We got the Park, unloaded, went down to pay for the rental, and headed over to the area where the canoes are all lined up in a row, tied up in the knee-deep water. All we need to do, is untie, get in, and go. Right? Oh no. That would be far too boring. I get in the canoe first, careful not to get wet, since I didn’t come prepared for that. Lizzie already has her “smile” on her face, tongue lolling out, bright eyed and ready for fun. I could see it. I gave a little tug on her leash to get her to jump into the canoe. “In! Lizzie!” I said. Lizzie splashes through the water, I swear going for maximum splashage, and jumps into the canoe…..and immediately out the other side. With another massive splash. Ok, no. That’s not how it goes. So I try again. Lizzie, get in! And again, she leaps in the canoe, and out the other side bringing as much water with her as physically possible. And again. And again. And again. And Again……If dogs could laugh….People are starting to watch, amused, as my ecstatic dog steeplechases from one side of the canoe to the other, crashing into the water like Shamu each time. My friend is alternating between laughing and trying to push the canoe out in the fraction of a second that Lizzie is traveling through the canoe. It’s chaos at it’s best.
Ok, I say. I have a plan. I’m going to grab her and you push. Ready?!! I am already showered with lake water and I’ve given up any hope of being dry anyway. So the next time she started flying over the canoe, I grabbed her mid-air with both arms and legs in a giant bear hug and yell, “GO GO GO GO!” My friend simultaneously pushes the canoe out and jumps in as fast as humanly possibly. The front of me, of course, is totally soaked from bear hugging a soaking wet dog, but we have made off the shore.
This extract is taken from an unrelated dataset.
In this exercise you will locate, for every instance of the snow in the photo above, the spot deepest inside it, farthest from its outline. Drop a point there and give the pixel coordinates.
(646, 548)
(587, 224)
We didn’t get far out before I released the beast from the bear hug and Lizzie started moving around the canoe with the grace of a three-legged hippo, and with absolutely no concern for the balance of the canoe. Talk about a dog with NO sea legs. I have never seen such a clumsy production in my life. As she moves from one side to the other, my friend and I try to shift our weight so we don’t go flipping over. Then, she peers over the edge of the canoe, looking at the murky water. I see the idea pop into her head. Time to play the game again! Before I can stop her, she tumbles over the side of the canoe. I say tumble, because she did not really jump, nothing so graceful. She tumbled. Falling headfirst into the water like a big bag of potatoes before immediately realizing there was no ground to jump back into the canoe on. Oh the horrors! PANIC!!!! MOMMMM HELPPP!!!!!! I’ve already gone after her, reaching over the canoe to grab a hold of my panicking pup, clawing desperately at the side of the canoe. (Yes, she could swim, it just didn’t occur to her at that moment.) How the entire canoe did not flip over at this point, I do not know. I credit that to my friend’s fast thinking. He somehow managed to help haul Lizzie back in and brace the canoe at the same time.
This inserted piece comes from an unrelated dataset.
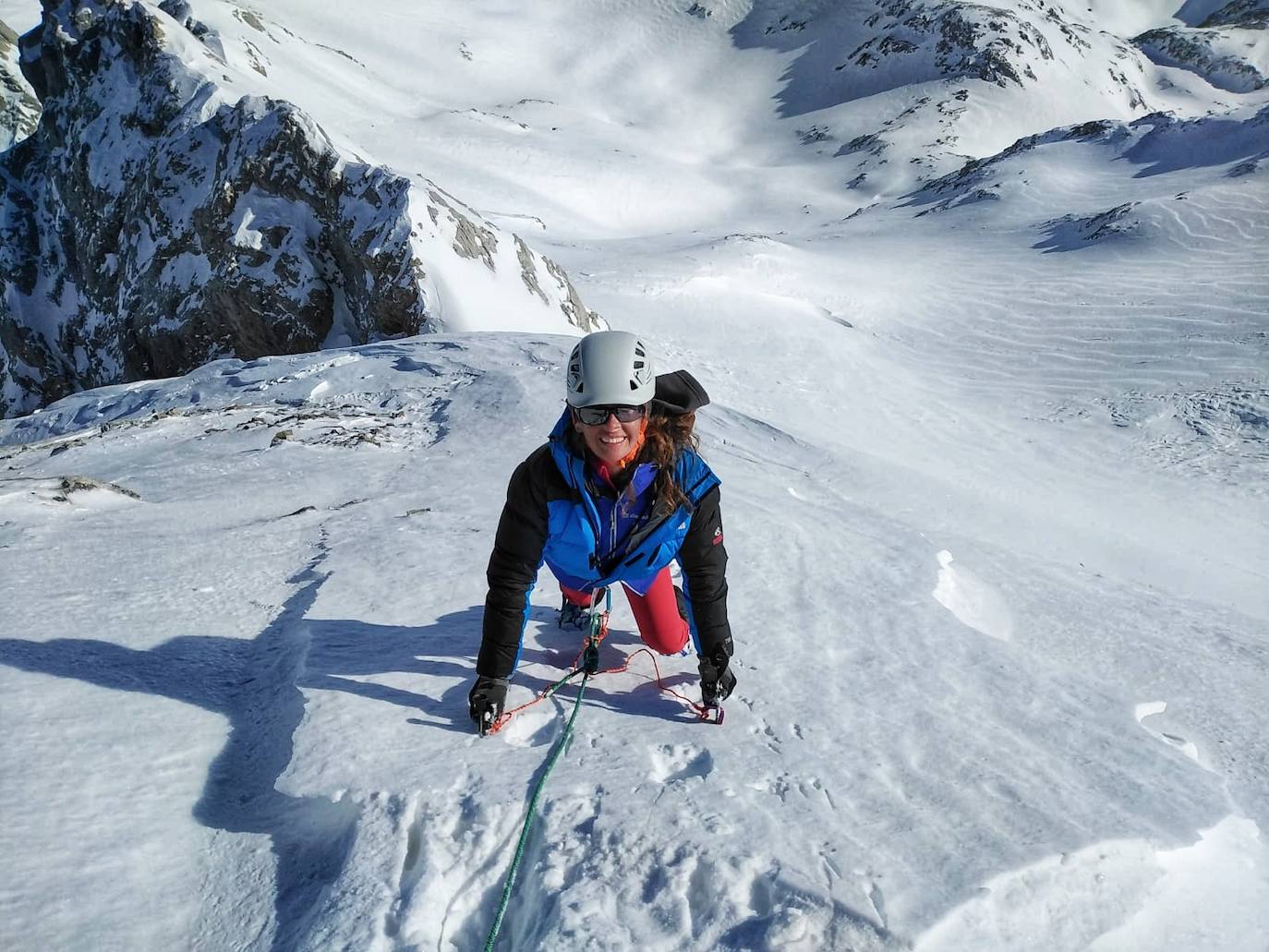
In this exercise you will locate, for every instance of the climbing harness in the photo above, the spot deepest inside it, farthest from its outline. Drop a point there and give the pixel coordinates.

Back with her feet on solid something, Lizzie took a moment to stand in canoe like a cat that just jumped out of the bathtub, before shaking off the incident, and all the water that came with it. We’re ok. And as we finally start paddling off, Lizzie backs her wet butt into me and sits down in my lap, the back half at least. Why thank you, I think I still had a dry spot on my shorts.
The rest of the time paddling was at least less eventful, though a constant effort to keep the canoe upright as Lizzie moved about with the utmost clumsiness. She momentarily contemplated running across the lake in pursuit of a crane, but then quickly remembered that she couldn’t walk on water, as previously proven.
I had dried out a bit when we decided to stop at one small area and let Lizzie romp around a bit in the water. And romp she did. With the joy and enthusiasm I hope I someday get to experience myself. She just enjoyed SPLASHING. Not swimming, just splashing. While some may not believe, buy my friend and I do, she then deliberately set out to get me as wet as possible. Leaping through the water up to where I was standing in the water, then shaking and splashing as much water all over me as possible. LAUGHING…I’m telling you….and running off again, returning, and doing it again. I was SOAKED, and covered in red, East Texas mud.
Loading back up on the canoe this time went a little easier. Not because Lizzie decided to cooperate, but because I knew I had to bear hug her mid-flight by this time, and not getting wet was not a concern any more. And off we went, again, with Lizzie’s wet, mud-covered butt sitting in my lap.
I still have those shorts, and they still have the red mud stains from that canoe adventure. I don’t know if I’ll ever get rid of them now. I don’t have any pictures or video from that day, just my memories and a pair of mud-stained shorts.